Ce n’est jamais facile d’ouvrir une fenêtre sur un monde inconnu car on est toujours un peu centré sur son univers intime et personnel. Quand on a mis ce film en chantier, on avait déjà choisi notre distributeur, Haut et Court, qui avait envie de nous accompagner, puisque sa ligne éditoriale n’est pas très éloignée de la nôtre. Laurence Petit et Carol Scotta ont envie d’aller vers un cinéma d’animation alternatif pour les enfants et la famille, c’est-à-dire qui propose autre chose que ce que propose le cinéma d’inspiration hollywoodienne ou de pur divertissement, même s’ils abordent aussi des sujets qui peuvent être importants. Nous abordons ces sujets différemment, avec une narration qui laisse du temps au temps, se développe plus comme un scénario de film classique en prises de vues réelles qu’une comédie classique, avec une histoire qui n’est pas seulement burlesque et qui cherche systématiquement le gag et le spastick pour faire réagir et jubiler le public. Notre idée, c’est d’aller vers des films qui racontent vraiment des choses émotionnellement fortes qui posent des questions aux enfants et qui peuvent, à la suite du visionnage du film, inspirer des discussions aux parents avec leurs enfants. Nous abordons des sujets plutôt graves, mais avec une approche qui est celle du conte et nous essayons de bâtir une histoire qui ne soit pas trop manichéenne non plus.
Comment se passe le tournage d’un film d’animation par rapport à un film en prises de vues réelles ?

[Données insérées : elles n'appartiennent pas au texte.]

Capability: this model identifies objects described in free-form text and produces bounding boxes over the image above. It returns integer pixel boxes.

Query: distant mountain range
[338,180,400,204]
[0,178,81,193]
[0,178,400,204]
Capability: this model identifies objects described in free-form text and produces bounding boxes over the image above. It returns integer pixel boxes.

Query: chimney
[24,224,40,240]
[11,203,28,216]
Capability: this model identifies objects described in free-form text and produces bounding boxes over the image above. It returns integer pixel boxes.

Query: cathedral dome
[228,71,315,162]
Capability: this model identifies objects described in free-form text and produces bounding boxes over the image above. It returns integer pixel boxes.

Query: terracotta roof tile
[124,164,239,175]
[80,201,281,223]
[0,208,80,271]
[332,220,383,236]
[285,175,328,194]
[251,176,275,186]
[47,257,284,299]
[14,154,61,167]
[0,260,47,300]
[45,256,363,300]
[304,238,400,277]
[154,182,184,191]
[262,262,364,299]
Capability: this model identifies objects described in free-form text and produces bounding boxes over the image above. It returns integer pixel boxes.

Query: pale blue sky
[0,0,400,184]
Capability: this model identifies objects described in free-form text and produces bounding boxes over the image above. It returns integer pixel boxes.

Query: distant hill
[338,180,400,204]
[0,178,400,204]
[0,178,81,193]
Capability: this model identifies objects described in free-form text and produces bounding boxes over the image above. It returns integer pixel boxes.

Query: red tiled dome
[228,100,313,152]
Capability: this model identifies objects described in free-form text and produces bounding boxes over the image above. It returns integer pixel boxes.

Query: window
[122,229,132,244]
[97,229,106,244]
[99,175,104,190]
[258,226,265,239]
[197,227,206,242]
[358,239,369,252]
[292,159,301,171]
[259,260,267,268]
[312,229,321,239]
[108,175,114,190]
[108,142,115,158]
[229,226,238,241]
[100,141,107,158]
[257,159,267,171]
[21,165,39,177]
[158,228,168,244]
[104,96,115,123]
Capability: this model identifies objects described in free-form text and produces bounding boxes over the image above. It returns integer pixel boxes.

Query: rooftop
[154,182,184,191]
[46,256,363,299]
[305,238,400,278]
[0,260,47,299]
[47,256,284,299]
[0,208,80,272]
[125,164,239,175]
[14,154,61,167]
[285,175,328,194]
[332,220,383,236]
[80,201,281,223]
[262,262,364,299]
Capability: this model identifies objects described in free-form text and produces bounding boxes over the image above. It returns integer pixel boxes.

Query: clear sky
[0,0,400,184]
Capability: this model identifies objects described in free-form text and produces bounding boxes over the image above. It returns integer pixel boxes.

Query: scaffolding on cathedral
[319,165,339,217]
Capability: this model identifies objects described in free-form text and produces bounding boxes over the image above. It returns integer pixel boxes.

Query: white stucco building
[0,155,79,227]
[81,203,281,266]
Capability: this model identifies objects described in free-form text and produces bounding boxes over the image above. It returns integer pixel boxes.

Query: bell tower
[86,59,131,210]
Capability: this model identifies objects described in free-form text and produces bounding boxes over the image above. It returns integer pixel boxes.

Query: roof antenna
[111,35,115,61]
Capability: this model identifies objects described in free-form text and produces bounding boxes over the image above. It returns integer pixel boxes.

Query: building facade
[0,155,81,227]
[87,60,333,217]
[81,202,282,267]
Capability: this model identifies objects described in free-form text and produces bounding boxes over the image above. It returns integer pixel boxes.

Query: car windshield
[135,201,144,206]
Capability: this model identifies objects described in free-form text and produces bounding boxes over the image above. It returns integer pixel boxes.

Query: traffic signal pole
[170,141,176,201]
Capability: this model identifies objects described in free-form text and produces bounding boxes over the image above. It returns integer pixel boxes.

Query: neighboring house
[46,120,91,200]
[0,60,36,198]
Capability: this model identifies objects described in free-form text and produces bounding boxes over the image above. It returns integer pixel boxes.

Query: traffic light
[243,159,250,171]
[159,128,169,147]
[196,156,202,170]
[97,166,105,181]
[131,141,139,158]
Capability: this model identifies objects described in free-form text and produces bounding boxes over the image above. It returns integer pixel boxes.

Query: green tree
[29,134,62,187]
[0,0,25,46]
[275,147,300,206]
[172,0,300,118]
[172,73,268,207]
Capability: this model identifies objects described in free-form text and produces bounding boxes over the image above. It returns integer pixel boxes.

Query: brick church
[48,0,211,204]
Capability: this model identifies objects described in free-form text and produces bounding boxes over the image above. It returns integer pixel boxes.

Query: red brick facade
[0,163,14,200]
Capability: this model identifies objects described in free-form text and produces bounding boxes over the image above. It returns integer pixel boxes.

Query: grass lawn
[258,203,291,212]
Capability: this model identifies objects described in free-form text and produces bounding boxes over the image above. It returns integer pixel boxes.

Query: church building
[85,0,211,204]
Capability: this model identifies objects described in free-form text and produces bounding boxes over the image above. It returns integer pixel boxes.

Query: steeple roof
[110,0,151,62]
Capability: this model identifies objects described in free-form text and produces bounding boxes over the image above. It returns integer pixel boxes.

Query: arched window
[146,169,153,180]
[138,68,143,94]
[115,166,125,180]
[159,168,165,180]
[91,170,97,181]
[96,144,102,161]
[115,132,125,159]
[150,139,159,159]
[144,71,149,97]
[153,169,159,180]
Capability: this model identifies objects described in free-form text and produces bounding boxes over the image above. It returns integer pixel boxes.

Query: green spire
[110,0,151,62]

Nous venons justement de faire un film en prises de vues réelles : en sept semaines, il a fallu mettre en boîte le film, avec un rythme de production qui n’a rien à voir. Pour un film en prises de vues réelles, nous travaillons en sept semaines ce que nous faisons en deux ans pour un film d’animation. Le temps de l’animation et celui de la prise de vue réelle n’ont rien à voir. Aussi, nous ne travaillons pas avec les mêmes créatifs. En animation, nous travaillons avec des animateurs et les comédiens font des voix, mais les animateurs sont en fait des acteurs puisque ce sont eux qui font bouger et vivre les personnages sous la direction d’un chef animateur et d’un réalisateur. Je dirais que le cinéma d’animation est un peu introverti pour ceux qui le font, où l’on n’a pas la même gestion de la fabrication qu’avec un film en prises de vues réelles. Dans un film de fiction en prises de vues réelles, vous avez un studio, des acteurs, des personnes vivantes avec un égo considérable qu’il faut diriger, une fragilité qui est celle de l’acteur et qu’il faut gérer aussi. Nous, en animation, on gère du temps et aussi une forme de fragilité créative de la part de nos animateurs et des gens qui travaillent sur nos productions, mais dans un temps complètement dilaté. On ne fait pas un film d’animation en moins de deux ans, sans compter l’écriture du scénario et la pré-production. Il nous a fallu cinq ans pour faire Pachamama et quatorze ans pour le réalisateur, qui avait ce projet depuis bien plus longtemps. En plus, nous avons tendance à aller vers du cinéma d’auteur, on s’adresse donc à des artistes qui portent leurs projets et font corps avec un univers graphique, visuel et un sujet, ce qui nous oblige à être très imaginatifs pour réussir à les produire. Pachamma a eu un budget de six millions et demi d’euros. Or, Juan Antin, personne ne le connaissait. Persuader les distributeurs, les chaînes de télévision, les distributeurs internationaux, les SOFICA de financer un film à six millions et demi d’euros réalisé par un cinéaste argentin dont le premier long-métrage était un film fauché, réalisé avec trois élastiques et quatre punaises, a été un vrai combat de fond.